Later, as Archbishop of Canterbury, he struggled to keep the Church free of power-hungry political rulers. Pope Clement XI named him a Doctor of the Church in 1720.

Brother Anselm, who by the way shares the moniker with the late Anselm Coppersmith, fourth abbot of Conception, first considered religious life as a high school student in Houston, Tex. At the urging of his pastor, Father John Kappe, who attended school at Conception from 1965 through 1971, Andrew entered Conception Seminary College in 1998, under the sponsorship of the monks. Following graduation four years later, he left to explore the stricter, more contemplative religious life practiced at a Trappist monastery in New York. After a couple months he returned to Houston where he worked at a hospital and briefly dabbled in the mortgage business. But the urge to at least try monastic life for a couple of years led him back to Conception last year.

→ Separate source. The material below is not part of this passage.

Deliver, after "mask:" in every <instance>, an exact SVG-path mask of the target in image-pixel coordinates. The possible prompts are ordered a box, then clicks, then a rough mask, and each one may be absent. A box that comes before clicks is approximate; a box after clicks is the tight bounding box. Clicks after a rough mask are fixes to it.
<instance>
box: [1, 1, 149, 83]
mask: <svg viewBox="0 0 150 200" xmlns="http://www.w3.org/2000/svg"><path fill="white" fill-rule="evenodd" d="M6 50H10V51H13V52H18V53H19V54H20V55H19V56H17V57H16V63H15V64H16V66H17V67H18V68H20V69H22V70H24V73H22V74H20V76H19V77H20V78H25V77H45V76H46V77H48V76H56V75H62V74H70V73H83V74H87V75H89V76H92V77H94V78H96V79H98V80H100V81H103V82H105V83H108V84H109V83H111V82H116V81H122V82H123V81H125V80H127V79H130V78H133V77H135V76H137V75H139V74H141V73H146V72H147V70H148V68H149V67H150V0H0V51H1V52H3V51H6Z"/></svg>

“I just fit in here,” he says of his choice of Conception over other communities he’d considered. “And I got tired of window shopping. Eventually you have to choose. You can’t experience every community in the world.”

He says he was also drawn to the variety of apostolate and jobs available to him as a monk of Conception. “We’re not pigeonholed into anything, yet we’re not so broad that we’re scattered,” he explains, “just nicely overworked.”